Orchis: "The SIAC Rules 2016 do not grant the Arbitral Tribunal the power to order the disclosure of an existing third-party funding agreement."
Orchis has the financial support of AtJ-Funding, a third-party funder and adverse risk coverage with LitSure. Orchis disclosed this fact in compliance with Rule 38.1 SIAC Rules 2025, without any additional details.
SIAC Rules 2016. The SIAC Practice Note on Arbitrator Conduct in Cases Involving External Funding, issued in March 2017, provides guidance on the disclosure of third-party funding to prevent conflicts of interest
Rule 38.1 SIAC Rules 2025. A party shall disclose the existence of any third-party funding agreement and the identity and contact details of the third-party funder in its Notice or Response or as soon as practicable upon concluding a third-party funding agreement.
Rule 38.4 SIAC Rules 2025. The Tribunal may order the disclosure of the information referred to in Rule 38.1 and, after considering the views of the parties, may make such orders for disclosure in respect of the third-party funding agreement as it sees fit including in respect of details of the third-party funder’s interest in the outcome of the proceedings and whether the third-party funder has committed to undertake adverse costs liability.

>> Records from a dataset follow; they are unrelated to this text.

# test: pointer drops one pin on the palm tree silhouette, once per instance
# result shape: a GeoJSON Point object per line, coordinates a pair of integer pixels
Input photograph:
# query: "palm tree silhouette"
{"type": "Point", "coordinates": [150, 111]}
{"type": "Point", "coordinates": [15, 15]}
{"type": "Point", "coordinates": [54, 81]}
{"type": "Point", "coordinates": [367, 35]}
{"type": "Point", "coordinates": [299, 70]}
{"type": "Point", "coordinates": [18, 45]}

Article on the differences between the 2016 SIAC Rules and the 2025 SIAC Rules.
c. Is Claimant (Orchis) entitled to damages due to a breach of contract by Respondent (Darwin) which is not excused by Article 79 CISG?
(1) A party is not liable for a failure to perform any of his obligations if he proves that the failure was due to an impediment beyond his control and that he could not reasonably be expected to have taken the impediment into account at the time of the conclusion of the contract or to have avoided or overcome it or its consequences.
(2) If the party's failure is due to the failure by a third person whom he has engaged to perform the whole or a part of the contract, that party is exempt from liability only if:
(a) he is exempt under the preceding paragraph; and
(b) the person whom he has so engaged would be so exempt if the provisions of that paragraph were applied to him.
(3) The exemption provided by this article has effect for the period during which the impediment exists.
(4) The party who fails to perform must give notice to the other party of the impediment and its effect on his ability to perform. If the notice is not received by the other party within a reasonable time after the party who fails to perform knew or ought to have known of the impediment, he is liable for damages resulting from such non-receipt.
(5) Nothing in this article prevents either party from exercising any right other than to claim damages under this Convention.
Orchis might argue: the CITIES change is foreseeable and manageable, contract allocated compliance risk to Darwin, Darwin should have sought proper termination and reasonable sale substitute, CISG is supreme over inconsistent limitation clauses
Darwin might argue: the CITIES change is a genuine supervening impediment, good faith and notice compliance, challenge the time and reasonableness of substitute sale and avoidance, argue that damages are contractually limited.
d. In case Claimant (Orchis) should be entitled to damages, can the damages be calculated on the basis of Article 75 CISG in the way it is done by Claimaint (Orchis), i.e. taking the difference between the price paid by Herbal Cosmetics for the delivery of the 3,300 Orchids on May 14, 2024 and the price Respondent (Darwin) would have paid for the same amount under the Agreement.
Orchis might argue: Yes, loss equals price difference + consequential losses. (CISG Art. 75, 74).
Darwin might argue: No, the substitute sale is unreasonable and premature, and damages are speculative and outside the limitation clause
No further questions going to the merits of the claims should be addressed at this stage of the proceedings, in particular no questions relating to the claim for damages.